Scanderbeg, nel corso
della sua strenua resistenza all’invasione ottomana, tra il dicembre
del 1466 e la primavera del 1467 venne per la terza volta in Italia
a chiedere aiuti a Paolo II, che elargì 5000 ducati, impegnandosi ad
intervenire presso le corti italiane perché lo aiutassero con uomini
e mezzi. Per volontà del Pontefice fu offerto a Scanderbeg come
dimora palazzo San Marco. Sembra, però, che il principe preferisse
soggiornare presso l’abitazione di un mercante epirota, nel palazzo
che sarà poi conosciuto con il nome di Scanderbeg. Attraverso
i secoli sono sorte tutta una serie di leggende, tra cui quella
dell’obbligo per gli eredi di Scanderbeg di conservare la sua
immagine, dipinta sul medaglione all’ingresso dell’edificio, pena la
perdita del palazzo.
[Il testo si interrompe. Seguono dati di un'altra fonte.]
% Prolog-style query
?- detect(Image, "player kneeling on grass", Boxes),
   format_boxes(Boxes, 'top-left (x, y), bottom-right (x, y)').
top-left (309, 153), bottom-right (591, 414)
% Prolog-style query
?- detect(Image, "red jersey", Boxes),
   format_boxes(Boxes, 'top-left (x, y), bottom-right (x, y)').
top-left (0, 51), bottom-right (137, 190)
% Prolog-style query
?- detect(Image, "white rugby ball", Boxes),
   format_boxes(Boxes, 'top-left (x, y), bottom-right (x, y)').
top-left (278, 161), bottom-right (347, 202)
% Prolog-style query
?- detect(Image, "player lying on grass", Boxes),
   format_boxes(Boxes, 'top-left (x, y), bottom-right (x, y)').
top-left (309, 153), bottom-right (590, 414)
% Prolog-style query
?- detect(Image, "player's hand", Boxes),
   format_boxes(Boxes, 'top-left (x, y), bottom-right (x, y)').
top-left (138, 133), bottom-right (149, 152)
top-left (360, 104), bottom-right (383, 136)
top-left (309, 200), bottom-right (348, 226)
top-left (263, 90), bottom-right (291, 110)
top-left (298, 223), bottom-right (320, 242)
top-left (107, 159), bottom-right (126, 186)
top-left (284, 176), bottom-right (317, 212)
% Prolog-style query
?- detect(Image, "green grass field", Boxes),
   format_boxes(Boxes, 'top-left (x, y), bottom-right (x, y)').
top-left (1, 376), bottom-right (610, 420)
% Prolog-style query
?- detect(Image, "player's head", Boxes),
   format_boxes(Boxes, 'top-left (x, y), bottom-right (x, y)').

Ma non è da escludere che l’edificio fosse
destinato ad accogliere una piccola colonia di albanesi, la prima a
Roma, costituita da profughi e pellegrini fedeli alla religione
cristiana.
Il palazzo conserva
ancora notevoli elementi dell’architettura originaria. Il
medaglione, all’interno di un sovrapporta a targa, reca l’effigie
dello Scanderbeg dipinta a mezzo busto e di profilo, con indosso un
robone rosso ed una stola ricamata in oro e sul capo il tocco
anch’esso rosso. Si deve a tale abbigliamento e all’imponenza della
figura l’equivoco degli abitanti del luogo, che per lungo tempo
hanno indicato, in tutta buona fede, l’edificio come il "Palazzo
del Cardinale", credendo di riconoscere in quel personaggio il
ritratto di un illustre porporato, naturalmente trascurando di
leggere l’iscrizione.
Attualmente è sede del
Museo delle Paste Alimentari.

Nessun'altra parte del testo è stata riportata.